Establishing connections within the franchise network can:

  • Foster a sense of camaraderie

  • Open the door to potential business partnerships and opportunities

  • Provide valuable first-hand knowledge regarding the practicalities of operating the franchise

  • Offer insights into potential challenges and benefits that might not be immediately clear from the franchisor’s promotional materials

Engaging with existing franchisees can be a valuable way to gain this knowledge and build relationships within the franchise community.

Adherence to Franchise System and Guidelines

To ensure the success of your franchise, consistent adherence to the franchisor’s established business model and practices is crucial. This includes maintaining uniformity in:

  • product quality

  • customer service

  • marketing materials

  • signage

  • overall brand image

Franchisees must avoid making unauthorized changes to products, advertising, or services in their own business, as this could lead to franchise termination.

While franchising offers the opportunity to own a business, it’s important to remember that franchisees usually have limited autonomy and must adhere to the franchisor’s established system and standards as outlined in the franchise agreement.

Ongoing Education and Adaptability

In the ever-changing world of business, continuous learning and adaptability are vital for franchisees to remain competitive. By staying abreast of market trends and integrating innovative strategies into their operations, franchisees can ensure their business continues to thrive.

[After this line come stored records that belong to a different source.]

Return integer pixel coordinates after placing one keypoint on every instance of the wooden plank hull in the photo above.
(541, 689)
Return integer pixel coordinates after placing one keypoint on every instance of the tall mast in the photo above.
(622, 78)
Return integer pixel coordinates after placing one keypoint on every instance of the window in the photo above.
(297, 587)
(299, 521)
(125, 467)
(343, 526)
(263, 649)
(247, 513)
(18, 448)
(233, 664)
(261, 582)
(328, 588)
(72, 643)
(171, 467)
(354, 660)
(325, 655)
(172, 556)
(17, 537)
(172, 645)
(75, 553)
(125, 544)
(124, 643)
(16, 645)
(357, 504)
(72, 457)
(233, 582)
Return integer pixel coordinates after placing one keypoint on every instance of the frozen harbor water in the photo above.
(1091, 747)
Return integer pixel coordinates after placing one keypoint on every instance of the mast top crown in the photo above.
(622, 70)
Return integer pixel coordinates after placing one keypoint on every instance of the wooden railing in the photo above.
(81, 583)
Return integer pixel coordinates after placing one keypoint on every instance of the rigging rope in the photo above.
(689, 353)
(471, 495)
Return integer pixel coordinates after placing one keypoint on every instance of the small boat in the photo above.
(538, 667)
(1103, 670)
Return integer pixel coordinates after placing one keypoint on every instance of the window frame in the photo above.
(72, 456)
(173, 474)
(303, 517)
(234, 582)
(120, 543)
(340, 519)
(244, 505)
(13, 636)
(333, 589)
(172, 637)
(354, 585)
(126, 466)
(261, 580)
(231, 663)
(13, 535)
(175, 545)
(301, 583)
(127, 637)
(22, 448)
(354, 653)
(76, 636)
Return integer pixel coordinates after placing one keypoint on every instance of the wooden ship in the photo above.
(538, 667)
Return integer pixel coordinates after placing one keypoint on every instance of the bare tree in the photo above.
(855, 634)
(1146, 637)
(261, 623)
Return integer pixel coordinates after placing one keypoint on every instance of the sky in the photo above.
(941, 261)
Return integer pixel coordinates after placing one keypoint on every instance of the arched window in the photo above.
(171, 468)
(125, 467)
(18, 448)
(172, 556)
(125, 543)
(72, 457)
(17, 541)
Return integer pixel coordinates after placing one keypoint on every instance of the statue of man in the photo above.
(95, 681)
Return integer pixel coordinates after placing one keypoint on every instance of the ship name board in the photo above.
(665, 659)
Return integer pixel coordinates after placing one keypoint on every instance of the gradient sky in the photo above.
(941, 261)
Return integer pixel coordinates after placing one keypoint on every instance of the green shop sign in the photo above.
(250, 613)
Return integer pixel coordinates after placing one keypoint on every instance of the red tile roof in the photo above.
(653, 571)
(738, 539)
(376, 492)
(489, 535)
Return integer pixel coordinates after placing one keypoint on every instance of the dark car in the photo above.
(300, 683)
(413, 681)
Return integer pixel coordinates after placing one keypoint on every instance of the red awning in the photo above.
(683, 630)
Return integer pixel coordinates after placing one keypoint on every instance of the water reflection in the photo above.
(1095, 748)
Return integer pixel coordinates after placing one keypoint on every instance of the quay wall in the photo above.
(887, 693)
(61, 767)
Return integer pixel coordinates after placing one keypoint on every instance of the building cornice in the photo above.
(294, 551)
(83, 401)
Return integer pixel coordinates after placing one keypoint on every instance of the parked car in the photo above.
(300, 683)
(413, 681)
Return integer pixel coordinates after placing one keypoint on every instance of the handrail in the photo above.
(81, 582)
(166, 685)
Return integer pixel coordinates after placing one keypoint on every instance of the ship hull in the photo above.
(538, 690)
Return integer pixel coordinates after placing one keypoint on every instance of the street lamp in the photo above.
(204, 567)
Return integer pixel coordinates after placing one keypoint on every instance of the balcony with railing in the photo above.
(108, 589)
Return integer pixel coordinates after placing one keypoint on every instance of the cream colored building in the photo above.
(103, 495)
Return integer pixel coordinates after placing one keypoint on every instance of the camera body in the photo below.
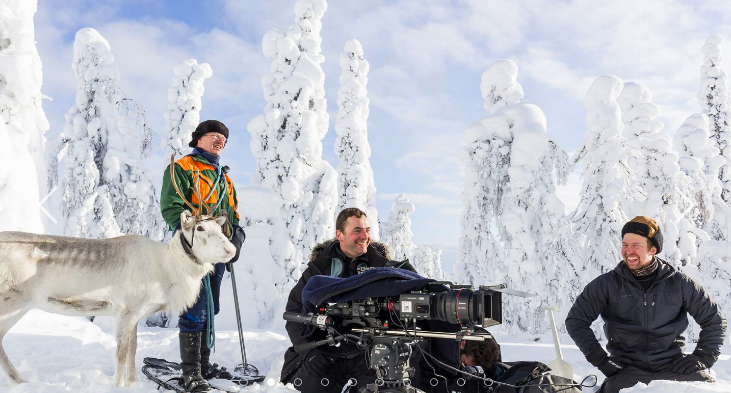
(457, 305)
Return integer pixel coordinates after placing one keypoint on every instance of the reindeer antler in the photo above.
(196, 212)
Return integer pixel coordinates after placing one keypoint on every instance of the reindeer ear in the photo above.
(186, 220)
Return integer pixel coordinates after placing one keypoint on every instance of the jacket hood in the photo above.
(381, 248)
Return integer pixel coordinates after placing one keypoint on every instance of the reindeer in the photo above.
(128, 277)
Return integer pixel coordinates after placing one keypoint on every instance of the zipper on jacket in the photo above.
(644, 336)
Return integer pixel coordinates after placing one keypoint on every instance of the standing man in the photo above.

Whether it’s understanding new technologies, adjusting to changing consumer behaviors, or staying updated on industry regulations, ongoing education and adaptability can significantly contribute to the long-term success of your franchise business.

Summary

In conclusion, franchising offers a unique opportunity for entrepreneurs to venture into business with the backing of established brands. Whether you’re looking at food and beverage franchises, retail and service franchises, health and fitness franchises, or low-cost opportunities like home-based, mobile, or service-based franchises, the key to success lies in careful evaluation, comprehensive research, networking, adherence to established guidelines, and a continuous learning mindset. Remember, the success of your franchise is not just determined by the brand you choose, but also your dedication, commitment, and hard work.



Jack and Jill Johnson Franchise Consultants



Frequently Asked Questions

How profitable are franchises?

Franchises can be profitable, with profit margins typically ranging up to 20%. However, profitability varies among different franchise businesses.

What should I consider when evaluating franchise opportunities?

When evaluating franchise opportunities, it's crucial to consider the initial investment, ongoing fees, franchisor support, and brand reputation to make an informed decision. Consider all these factors carefully before making a commitment.

What are some low-cost franchise opportunities?

Consider looking into franchises such as Pink's Window Service, Bumble Roofing, and Bloomin Blinds for low-cost opportunities with potential for growth.

What are some tips for ensuring franchise success?

To ensure franchise success, it's crucial to have a passion for the product or service, network with other franchisees, follow franchise guidelines, and focus on ongoing education and adaptability. These factors can significantly impact the success of your franchise.

How important is franchisor support and training in franchise success?

Franchisor support and training are crucial for franchise success. They help franchisees understand the brand values and standards, leading to adherence and ultimately success.